Update README.md

794d38b verified about 1 month ago

8.37 kB

	---
	license: mit
	base_model:
	- bilalzafar/CentralBank-BERT
	pipeline_tag: token-classification
	tags:
	- NER
	- named-entity-recognition
	- central-bank
	- BIS
	- speeches
	- finance
	- economics
	- monetary policy
	datasets:
	- bilalzafar/BIS-Speeches-NER-dataset
	language:
	- en
	metrics:
	- f1
	- accuracy
	library_name: transformers
	---

	# Central Bank-BERT for Named Entity Recognition (NER)
	A domain-adapted BERT model ([`CentralBank-BERT`](https://huggingface.co/bilalzafar/CentralBank-BERT)) was fine-tuned for Named Entity Recognition (NER) in central banking discourse. The model automatically identifies and labels key entities in central bank speeches and related documents, focusing on three categories of interest:
	* AUTHOR / SPEAKER – the individual delivering the speech or statement
	* POSITION – the official title or role of the speaker (e.g., Governor, Deputy Governor, Board Member)
	* AFFILIATION – the institution or organization associated with the speaker (e.g., Bank of Japan, European Central Bank, Bank of England)

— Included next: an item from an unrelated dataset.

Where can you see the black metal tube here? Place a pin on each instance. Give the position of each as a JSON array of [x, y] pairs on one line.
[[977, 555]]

	The COUNTRY label was not explicitly modeled, since this information can be reliably inferred from the affiliation of the central bank.

	## Data
	* Source: BIS database of central bank speeches (1996–2024)
	* Corpus Size: 17,648 speeches with 1,961 held out for validation.
	* Input Field: Speech descriptions, which typically contain a short speech title along with the name, position, and institutional affiliation of the speaker.

	Annotation Process:
	1. A subset of short speech descriptions was manually annotated with entity spans for Author, Position, and Affiliation.
	2. This annotated subset was used to train an initial NER model.
	3. The model was then applied to the larger dataset (1996–2024) to generate preliminary labels.
	4. All generated labels were manually reviewed and corrected, ensuring complete and consistent annotation across the entire corpus of available speeches.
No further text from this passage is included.